Je vois le brun se tendre. Voilà les gosses dont il parlait et ça n'a pas l'air de l'enchanter. Celles-ci avancent vers nous, plus pimpantes les unes que les autres. Les dents serrées, il bloque son regard sur le mien et murmure :

« Kyrel, embrasse-moi.

— Quoi ?

— Rohh, ta bouche, ma bouche...

— Oui, non mais j'avais compris. C'est juste que...

— Ky, personne ne vient de Blurdale, ici. Fais-moi confiance. Et puis merde, elles arrivent ! »

Ni une ni deux je glisse une main dans sa nuque et le rapproche de moi. Nos lèvres se rencontrent, se cherchent, puis il me répond d'un baiser bien moins chaste. Je sens la chaleur de ses lippes irradier jusqu'aux miennes, rendant l'étreinte plus ferme, plus tenace. Mes doigts accrochent à son col et nos langues s'effleurent.

Roshe met fin à l'échange.
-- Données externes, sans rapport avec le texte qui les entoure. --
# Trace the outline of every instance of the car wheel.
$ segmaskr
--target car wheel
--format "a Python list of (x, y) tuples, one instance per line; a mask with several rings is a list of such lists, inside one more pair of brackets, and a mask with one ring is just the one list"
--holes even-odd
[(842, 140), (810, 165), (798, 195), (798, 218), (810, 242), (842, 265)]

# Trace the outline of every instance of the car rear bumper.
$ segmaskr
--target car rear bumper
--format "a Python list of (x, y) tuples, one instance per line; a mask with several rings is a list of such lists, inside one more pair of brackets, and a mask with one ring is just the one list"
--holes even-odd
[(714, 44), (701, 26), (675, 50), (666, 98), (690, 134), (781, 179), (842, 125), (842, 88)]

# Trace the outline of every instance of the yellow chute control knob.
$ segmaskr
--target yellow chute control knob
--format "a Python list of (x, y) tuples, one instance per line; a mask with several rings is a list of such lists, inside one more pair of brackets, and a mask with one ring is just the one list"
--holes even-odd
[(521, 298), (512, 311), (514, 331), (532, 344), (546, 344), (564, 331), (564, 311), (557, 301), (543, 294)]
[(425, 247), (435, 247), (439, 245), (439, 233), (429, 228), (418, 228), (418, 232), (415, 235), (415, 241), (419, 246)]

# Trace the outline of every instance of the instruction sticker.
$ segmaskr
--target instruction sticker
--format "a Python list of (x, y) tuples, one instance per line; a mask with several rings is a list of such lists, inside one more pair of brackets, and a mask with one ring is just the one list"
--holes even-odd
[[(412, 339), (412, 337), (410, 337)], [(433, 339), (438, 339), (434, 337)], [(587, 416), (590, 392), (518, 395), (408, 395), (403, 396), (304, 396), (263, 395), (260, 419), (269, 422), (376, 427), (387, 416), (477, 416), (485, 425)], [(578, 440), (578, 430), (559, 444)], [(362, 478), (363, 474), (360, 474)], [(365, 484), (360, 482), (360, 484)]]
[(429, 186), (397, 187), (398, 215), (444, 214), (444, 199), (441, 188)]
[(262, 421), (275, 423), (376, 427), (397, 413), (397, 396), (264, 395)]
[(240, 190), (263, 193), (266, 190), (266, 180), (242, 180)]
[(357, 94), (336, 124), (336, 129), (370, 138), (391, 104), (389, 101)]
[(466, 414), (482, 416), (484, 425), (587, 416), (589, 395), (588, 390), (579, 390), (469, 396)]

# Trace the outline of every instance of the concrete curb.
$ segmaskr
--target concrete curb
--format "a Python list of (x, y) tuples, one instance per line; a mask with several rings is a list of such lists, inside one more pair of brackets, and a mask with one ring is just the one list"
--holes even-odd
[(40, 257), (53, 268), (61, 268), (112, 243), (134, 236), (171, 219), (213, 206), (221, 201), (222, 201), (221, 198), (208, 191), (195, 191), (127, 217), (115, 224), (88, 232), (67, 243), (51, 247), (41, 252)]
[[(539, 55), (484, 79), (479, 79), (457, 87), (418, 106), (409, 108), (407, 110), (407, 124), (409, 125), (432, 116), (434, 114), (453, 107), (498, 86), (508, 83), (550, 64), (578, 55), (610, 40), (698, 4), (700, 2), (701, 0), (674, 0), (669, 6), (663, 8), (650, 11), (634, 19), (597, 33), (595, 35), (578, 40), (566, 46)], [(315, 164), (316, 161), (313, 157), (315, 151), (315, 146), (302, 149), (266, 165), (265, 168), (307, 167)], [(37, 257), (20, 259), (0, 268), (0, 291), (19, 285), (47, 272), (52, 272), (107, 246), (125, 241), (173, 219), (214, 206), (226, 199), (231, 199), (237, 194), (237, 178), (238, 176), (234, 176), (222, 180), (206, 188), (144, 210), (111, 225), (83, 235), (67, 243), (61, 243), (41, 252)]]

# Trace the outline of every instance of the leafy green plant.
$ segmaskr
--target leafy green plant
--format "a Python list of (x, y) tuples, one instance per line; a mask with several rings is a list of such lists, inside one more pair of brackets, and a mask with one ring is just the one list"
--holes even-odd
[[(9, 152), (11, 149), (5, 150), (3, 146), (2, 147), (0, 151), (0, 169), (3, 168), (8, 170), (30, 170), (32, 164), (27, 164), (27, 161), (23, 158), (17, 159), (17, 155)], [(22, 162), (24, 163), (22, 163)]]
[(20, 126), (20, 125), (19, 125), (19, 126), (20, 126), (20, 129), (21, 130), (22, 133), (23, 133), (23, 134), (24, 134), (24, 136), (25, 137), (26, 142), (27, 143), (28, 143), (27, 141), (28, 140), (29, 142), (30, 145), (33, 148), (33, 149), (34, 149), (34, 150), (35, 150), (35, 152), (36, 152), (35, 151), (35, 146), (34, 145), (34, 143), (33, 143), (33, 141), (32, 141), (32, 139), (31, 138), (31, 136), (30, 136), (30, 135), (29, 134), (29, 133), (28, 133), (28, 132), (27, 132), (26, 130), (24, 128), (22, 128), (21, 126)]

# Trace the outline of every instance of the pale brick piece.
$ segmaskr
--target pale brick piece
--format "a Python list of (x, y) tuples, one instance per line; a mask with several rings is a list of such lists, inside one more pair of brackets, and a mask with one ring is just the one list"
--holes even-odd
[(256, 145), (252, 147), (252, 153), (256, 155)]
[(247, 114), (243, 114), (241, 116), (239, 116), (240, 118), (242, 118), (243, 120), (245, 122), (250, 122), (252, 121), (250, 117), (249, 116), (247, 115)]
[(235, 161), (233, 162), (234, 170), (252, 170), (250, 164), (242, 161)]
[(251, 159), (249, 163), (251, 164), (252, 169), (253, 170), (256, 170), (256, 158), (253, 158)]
Nos yeux se tiennent en haleine et il susurre, à quelques centimètres de mon visage :

« Je savais pas que t'avais autant de tâches de rousseur.

Son sourire attendri m'empêche de surenchérir et je rougis. Il s'écarte.

— Tiens, salut les filles ! lâche-t-il en s'approchant du trio.

Moi je reste là, dissimulé par le renfoncement du boxe, les lèvres encore humides. De loin je vois les filles se raidir. Elles paraissent mal-à-l'aise et aussi deçues que si je venais de les spolier de leurs cadeaux de noël juste sous leurs yeux.

— Je vous présente Leryk, il m'introduit avec un clin d'œil.

— Vous êtes...?

— Homos ?

— Non mais..., balbutie l'une d'elles.

— Ensemble ? Aussi. T'as un problème avec ça ? Non parce que si t'en as un, on peut tout de suite le régler..., s'emporte soudain le brun.

Aussi infime soit-il, un éclair traverse le regard de Roshe.

— Non, non j'ai pas de problème avec..., bafouille l'adolescente.

— Ok, alors pourquoi tu me regardes comme ça ?

Son ton est d'une amertume râpeuse, blessante. Une veine barre son cou et je le sens à deux doigts de lui en foutre une. Je fais un pas vers lui.

— Ok, ok c'est bon Roshe. Y'a pas besoin de s'énerver là. » je décide de conclure en lui tournant les épaules vers moi.

Les jeunes filles s'éloignent précipitamment. Elles n'osent pas chuchoter, de peur de l'énerver, et s'éclipsent sans demander leur reste.

Je n'avais jamais vu Roshe dans cet état.

« Excuse-moi Kyrel ... »

Maladroit, il se renferme avec Lescault. Une ombre passe sur son visage et il chuchote à voix basse, comme pour lui-même. De là où je suis, je ne peux pas l'entendre. Mais je suis juste assez près pour le voir insérer une gélule entre son palet et sa langue. Comme s'il en avait honte, il se renfrogne et fait mine de s'intéresser à l'équidé.